To put it simply, in terms of real resources, the $10b of WIFIA loan commitments disbursed 2023-2025 cost federal taxpayers an unexpected additional $2.1b that delivered zero policy return. From taxpayers’ perspective, it is simply a loss.
To be crystal clear, it is a realized loss — not an ‘accounting adjustment’, or a ‘book loss’, or a ‘mark-to-market revaluation’ or anything like that. The cash is out the door. WIFIA borrowers got $10b in cash but will repay in PV terms only $7.8b — a great deal, no? But there’s no ‘free lunch’ — taxpayers are in turn irrevocably obligated to use their real resources to pay in $2.1b in additional taxes. These values can be re-evaluated with different discount rates as rates change in the future, up or down, but at the time the cash was transferred, they were the actual cost, both economically and per FCRA law for budgeting purposes. Nothing abstract about that.
(But…but…but, interest rates go down as well as up, so in theory some future $10b of disbursements might provide $2.1 of funding gains for taxpayers? That would be a transfer payment from water ratepayers to taxpayers. So over time, it’ll all even out, right?
Sorry, nope — never happen. As noted above, and written above extensively here, the loan commitments contain cancellation options and WIFIA’s highly rated borrowers will exercise them.)

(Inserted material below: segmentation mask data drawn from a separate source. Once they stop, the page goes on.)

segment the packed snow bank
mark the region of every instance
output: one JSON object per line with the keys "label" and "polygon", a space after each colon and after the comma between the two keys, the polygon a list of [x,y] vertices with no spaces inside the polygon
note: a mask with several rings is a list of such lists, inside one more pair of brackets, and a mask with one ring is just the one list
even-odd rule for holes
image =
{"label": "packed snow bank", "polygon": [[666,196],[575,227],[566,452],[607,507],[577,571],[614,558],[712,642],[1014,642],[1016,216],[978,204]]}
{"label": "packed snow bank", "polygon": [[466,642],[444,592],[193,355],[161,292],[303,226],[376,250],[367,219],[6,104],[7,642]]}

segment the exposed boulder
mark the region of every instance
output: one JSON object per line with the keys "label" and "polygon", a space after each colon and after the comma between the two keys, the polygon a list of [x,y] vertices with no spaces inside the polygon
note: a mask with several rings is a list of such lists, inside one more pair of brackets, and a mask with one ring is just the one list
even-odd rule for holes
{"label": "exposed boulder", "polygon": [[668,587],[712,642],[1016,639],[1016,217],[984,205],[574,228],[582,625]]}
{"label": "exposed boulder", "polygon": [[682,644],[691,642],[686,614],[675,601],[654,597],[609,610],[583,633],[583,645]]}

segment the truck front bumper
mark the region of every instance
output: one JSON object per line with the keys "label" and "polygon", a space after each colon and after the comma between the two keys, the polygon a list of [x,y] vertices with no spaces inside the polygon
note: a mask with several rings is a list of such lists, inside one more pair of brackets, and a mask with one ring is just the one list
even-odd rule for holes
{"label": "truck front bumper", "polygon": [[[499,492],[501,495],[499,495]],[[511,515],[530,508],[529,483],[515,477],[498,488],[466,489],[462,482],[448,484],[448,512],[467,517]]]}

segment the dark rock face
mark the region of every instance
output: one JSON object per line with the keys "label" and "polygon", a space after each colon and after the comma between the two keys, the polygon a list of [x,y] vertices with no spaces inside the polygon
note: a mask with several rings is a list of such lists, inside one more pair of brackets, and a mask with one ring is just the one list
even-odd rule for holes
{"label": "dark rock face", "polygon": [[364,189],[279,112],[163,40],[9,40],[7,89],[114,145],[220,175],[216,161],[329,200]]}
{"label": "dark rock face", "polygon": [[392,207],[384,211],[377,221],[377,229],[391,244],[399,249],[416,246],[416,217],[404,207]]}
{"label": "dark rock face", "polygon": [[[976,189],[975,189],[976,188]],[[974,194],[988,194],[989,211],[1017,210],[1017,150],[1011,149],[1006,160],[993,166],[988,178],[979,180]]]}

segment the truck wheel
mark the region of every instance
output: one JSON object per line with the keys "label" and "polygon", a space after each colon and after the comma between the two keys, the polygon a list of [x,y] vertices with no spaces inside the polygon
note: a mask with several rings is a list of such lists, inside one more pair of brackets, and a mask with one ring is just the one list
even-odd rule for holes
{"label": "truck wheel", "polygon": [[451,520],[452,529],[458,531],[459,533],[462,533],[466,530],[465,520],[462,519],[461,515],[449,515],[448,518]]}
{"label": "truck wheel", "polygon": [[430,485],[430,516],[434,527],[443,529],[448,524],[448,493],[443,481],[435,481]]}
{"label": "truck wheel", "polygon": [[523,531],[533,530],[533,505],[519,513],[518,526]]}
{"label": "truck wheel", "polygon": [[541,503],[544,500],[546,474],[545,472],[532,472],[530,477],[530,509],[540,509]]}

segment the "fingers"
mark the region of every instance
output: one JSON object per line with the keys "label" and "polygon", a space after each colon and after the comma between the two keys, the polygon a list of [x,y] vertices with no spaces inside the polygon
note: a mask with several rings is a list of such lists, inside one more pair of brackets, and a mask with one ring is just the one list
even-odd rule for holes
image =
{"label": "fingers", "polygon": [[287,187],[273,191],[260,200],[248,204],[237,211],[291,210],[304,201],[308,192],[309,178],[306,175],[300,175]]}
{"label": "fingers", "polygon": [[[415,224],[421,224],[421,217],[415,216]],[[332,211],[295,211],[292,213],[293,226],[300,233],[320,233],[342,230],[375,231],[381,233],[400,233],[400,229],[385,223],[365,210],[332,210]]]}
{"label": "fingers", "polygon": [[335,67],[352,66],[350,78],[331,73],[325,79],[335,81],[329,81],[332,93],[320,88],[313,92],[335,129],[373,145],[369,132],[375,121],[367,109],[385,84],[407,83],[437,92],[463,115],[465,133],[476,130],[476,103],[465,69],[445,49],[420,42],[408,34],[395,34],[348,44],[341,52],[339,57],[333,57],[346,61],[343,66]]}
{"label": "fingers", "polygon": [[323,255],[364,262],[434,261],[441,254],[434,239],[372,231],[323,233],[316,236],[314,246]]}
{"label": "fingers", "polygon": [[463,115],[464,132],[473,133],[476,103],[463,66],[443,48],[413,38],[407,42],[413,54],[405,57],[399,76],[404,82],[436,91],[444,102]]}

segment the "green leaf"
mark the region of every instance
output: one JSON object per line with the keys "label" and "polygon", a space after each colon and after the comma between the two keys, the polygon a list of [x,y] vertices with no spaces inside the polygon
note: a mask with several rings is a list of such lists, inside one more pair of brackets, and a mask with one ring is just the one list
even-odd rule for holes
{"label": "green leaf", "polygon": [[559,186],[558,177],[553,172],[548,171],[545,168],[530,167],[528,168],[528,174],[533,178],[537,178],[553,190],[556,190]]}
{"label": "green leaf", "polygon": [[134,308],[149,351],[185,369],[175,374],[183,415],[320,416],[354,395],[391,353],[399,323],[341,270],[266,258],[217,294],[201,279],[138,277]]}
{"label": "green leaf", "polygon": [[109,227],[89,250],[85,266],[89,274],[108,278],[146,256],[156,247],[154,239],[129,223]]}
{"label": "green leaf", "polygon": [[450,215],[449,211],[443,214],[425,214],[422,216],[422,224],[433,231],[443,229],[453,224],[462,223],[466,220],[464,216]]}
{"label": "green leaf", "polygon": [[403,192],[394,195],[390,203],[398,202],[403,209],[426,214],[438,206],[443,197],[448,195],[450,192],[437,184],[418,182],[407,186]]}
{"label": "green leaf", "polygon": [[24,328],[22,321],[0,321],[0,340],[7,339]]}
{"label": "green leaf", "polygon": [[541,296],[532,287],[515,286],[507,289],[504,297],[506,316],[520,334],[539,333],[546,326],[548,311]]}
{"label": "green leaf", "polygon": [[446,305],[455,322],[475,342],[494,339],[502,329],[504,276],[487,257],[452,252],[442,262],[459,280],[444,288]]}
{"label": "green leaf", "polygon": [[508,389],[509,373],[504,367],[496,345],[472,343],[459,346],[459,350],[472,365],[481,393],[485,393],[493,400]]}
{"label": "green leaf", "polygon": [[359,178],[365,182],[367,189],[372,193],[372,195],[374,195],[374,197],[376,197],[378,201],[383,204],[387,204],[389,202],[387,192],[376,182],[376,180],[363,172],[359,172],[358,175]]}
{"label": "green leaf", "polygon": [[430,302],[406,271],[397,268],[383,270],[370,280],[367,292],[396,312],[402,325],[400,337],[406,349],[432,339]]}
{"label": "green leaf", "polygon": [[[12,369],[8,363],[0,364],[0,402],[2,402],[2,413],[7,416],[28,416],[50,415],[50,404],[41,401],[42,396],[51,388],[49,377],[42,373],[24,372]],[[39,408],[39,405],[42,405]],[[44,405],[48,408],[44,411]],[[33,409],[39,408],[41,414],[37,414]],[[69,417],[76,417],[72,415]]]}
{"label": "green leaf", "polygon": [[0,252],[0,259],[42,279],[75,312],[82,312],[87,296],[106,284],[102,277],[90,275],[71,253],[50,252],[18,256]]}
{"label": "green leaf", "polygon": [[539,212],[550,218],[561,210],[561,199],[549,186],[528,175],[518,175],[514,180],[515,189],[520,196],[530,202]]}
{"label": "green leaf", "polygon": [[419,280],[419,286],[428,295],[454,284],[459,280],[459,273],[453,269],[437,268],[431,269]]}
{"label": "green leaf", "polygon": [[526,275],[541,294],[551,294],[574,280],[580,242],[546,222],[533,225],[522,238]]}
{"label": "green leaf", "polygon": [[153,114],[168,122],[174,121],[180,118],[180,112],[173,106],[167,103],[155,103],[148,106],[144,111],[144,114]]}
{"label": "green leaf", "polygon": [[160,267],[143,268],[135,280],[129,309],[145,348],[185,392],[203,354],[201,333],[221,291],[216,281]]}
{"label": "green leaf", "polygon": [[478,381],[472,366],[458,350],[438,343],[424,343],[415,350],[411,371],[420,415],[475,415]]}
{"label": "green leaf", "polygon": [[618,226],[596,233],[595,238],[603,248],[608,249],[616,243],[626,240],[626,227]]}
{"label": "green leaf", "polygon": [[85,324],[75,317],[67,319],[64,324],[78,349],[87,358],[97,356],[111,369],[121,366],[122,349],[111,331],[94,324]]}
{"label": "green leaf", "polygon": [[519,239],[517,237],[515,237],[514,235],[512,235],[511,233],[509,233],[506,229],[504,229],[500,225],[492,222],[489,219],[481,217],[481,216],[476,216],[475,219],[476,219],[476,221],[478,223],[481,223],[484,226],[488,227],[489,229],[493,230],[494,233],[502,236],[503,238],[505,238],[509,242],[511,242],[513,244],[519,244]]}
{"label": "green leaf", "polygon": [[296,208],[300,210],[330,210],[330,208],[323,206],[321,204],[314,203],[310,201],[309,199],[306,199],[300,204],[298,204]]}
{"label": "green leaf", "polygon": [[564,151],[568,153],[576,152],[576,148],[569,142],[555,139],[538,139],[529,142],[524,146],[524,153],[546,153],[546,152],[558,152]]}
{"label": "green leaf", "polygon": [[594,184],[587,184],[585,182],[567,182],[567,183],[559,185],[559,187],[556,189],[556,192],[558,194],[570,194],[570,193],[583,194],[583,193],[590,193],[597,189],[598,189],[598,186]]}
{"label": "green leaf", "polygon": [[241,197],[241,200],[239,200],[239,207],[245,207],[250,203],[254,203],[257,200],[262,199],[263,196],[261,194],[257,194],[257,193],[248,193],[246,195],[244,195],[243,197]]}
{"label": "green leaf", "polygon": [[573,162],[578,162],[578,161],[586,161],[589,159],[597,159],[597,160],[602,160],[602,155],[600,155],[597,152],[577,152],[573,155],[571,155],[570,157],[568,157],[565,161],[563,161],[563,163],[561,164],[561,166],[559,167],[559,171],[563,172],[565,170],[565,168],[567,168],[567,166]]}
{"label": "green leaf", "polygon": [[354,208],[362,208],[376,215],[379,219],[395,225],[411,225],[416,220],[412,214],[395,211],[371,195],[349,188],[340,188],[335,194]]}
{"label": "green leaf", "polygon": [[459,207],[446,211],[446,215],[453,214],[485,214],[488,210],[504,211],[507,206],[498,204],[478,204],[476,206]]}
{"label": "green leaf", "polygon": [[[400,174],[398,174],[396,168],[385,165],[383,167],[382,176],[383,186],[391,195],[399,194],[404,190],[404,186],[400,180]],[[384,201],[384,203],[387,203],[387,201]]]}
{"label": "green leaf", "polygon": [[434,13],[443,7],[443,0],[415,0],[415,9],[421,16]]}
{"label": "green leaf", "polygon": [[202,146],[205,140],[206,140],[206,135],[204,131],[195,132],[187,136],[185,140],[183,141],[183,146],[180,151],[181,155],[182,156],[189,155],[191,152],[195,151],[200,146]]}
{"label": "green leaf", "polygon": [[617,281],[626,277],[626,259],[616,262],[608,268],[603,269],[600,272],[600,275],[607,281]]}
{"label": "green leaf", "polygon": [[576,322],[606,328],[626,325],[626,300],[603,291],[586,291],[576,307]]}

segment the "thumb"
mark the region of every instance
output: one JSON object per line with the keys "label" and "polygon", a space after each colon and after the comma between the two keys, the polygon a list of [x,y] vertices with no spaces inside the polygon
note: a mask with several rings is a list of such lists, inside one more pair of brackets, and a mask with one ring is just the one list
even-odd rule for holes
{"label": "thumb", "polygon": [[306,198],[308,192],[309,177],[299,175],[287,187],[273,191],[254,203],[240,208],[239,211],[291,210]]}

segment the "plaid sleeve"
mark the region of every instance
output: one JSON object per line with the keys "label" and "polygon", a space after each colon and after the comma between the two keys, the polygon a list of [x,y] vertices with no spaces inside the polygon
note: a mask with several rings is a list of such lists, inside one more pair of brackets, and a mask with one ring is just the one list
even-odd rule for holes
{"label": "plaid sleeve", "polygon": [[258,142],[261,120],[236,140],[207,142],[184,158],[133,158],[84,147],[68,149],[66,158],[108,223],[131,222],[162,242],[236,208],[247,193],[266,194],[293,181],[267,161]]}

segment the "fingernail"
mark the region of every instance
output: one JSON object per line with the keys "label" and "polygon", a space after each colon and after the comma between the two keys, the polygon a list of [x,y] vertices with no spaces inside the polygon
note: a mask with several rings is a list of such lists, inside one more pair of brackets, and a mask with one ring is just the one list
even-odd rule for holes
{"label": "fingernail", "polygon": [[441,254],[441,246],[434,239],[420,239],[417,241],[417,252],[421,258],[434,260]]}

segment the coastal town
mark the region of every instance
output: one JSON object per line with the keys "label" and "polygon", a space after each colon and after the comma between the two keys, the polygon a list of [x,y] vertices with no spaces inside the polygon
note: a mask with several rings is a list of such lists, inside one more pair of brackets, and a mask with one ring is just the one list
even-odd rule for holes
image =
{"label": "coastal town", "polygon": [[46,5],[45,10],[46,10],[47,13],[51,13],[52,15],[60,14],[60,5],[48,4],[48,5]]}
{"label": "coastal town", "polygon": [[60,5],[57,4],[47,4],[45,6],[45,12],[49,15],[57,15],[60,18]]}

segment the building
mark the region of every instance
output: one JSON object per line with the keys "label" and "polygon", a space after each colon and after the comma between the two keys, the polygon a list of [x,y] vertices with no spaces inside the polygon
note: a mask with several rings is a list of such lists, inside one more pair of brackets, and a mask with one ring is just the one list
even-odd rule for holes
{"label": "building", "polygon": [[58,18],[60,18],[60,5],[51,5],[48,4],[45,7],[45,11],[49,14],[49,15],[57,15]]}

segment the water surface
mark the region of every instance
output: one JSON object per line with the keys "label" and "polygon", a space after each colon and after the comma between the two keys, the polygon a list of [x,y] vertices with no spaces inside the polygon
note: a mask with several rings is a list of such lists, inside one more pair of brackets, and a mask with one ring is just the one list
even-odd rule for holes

True, to the extent that WIFIA’s funding losses are transfer payments that make some people better off (e.g., Silicon Valley water ratepayers save a few dollars each month, which they might appreciate if they notice it), they’re not a deadweight loss in economic terms. But from a policy perspective, a transfer without any consideration of need or other policy outcome might have as well been done more efficiently and fairly through a lottery. The ‘policy return’ for federal taxpayers is in effect zero.
As is typical for this kind of loss, bad analysis and bad budgeting — in effect, bad pricing — were the cause of this misallocation of real resources. That must be addressed at WIFIA and OMB. Corrections and solutions are where all the technical financial and budgeting stuff comes in. But the real-world purpose of that process must be kept foremost in mind.